All time environmental boondoggle awards
By bnitz on Apr 22, 2008
It isn't always obvious to people outside of the U.S. why Joe-sixpack seems to have such a powerful allergy to conservation, efficiency and sensible environmentalism. The reason is that pseudoenvironmentalists have tried to pull the wool over his eyes many times in the decades since the first earth day, and because of the abysmal level of Joe-sixpack science literacy, they've usually succeeded. Wisconsin's Bill Proxmire was known as the founder of Earth Day and for his "golden fleece" awards for wasteful Congressional spending. In his honor, here are my nominations for the all time greatest environmental boondoggles:
- Magnetic gasoline mpg enhancers. (Add to this the German device which detects the "tachyon signature" of nuclear generated power and stops such energy at your outlet.)
- 1970s rooftop solar heating. Perhaps I'm being a bit unfair here. Some of these actually did produce heat, some even produced enough to pay for themselves over a decade or two. But because the qualification standards for President Carter's eco-subsidies weren't well enforced, many hideously inefficient devices were constructed. Sometimes the cost of the electricity to run the water pumps, the leakage of home heat on winter nights and other issues caused these devices to waste more energy than they saved and gave solar a bad name which hasn't yet been overcome in many parts of the U.S.
- "Clean" coal. Clean coal as currently defined releases exactly the same tonnage of CO2 per ton of coal burned as dirty coal did 100 years ago. Call me a skeptic but to date "carbon sequestering" may eventually also fall into the boondoggle category. Almost 1000 train cars full of coal enter a typical 1000 Megawatt coal power plant every day. Whether the CO2 created is compressed or converted into a carbonate, it would have more mass than the coal it came from. If you think looking for burial sites for nuclear waste is an unsurmountable problem, try to figure out where to hide 1000 train cars full of carbonate rock every day for each of the thousands of coal power plants all over the world.

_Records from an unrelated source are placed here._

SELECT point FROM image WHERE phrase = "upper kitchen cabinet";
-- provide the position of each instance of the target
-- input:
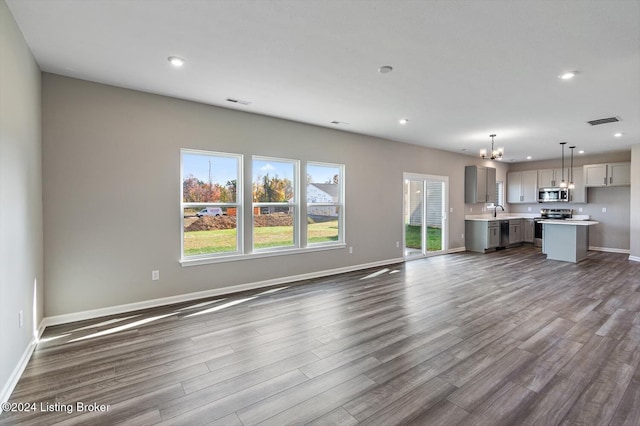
(522, 187)
(551, 178)
(611, 174)
(479, 184)
(579, 193)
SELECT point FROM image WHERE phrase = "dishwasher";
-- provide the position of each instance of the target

- 21st century CF light laws. Like ethanol fuel, this can be a useful energy efficiency technology when used properly. I've used compact florescent lights since the early 90s when they were relatively reliable. But incandescent light bans and other misguided "environmental" laws have forced these to be used where they don't belong and seem to have created incentives for cheap junk bulbs to be shipped across the ocean only to end up in landfills. In my experience, 1 out of 5 brand name CF lights made in the 21st century are defective (i.e. last no longer then 6 weeks) and in many locales there is not yet a safe way of disposing of the dead bulbs.
- California's "Zero(sic) emission" vehicle laws which effectively gave coal powered cars an advantage over those fueled by gasoline.
- MTBE. This gasoline additive was designed to help gasoline burn cleaner but it proved to be very efficient at polluting waterways.
- Corn ethanol. Even farmers here in Wisconsin's corn belt are beginning to understand this as the biggest eco-boondoggle in our generation. Massive government subsidies are rewarding a handful of corporations in an industry which burns as much oil to produce as it replaces. It effectively burns food in U.S. automobile gasoline tanks and has already caused food price inflation and job losses.
This is just my first draft list but I'm open to suggestions. I could be convinced that any of these technologies isn't a boondoggle if someone shows me the science. Unfortunately the level of science literacy amongst citizens and politicians is very low. The level of government investment in ecology and energy efficiency scientific research is also relatively low. So we are left with the questionable science funded by vested interests and the political might of a handful of powerful lobbiests running the show. As P.T. Barnum put it, "There's a sucker born every minute."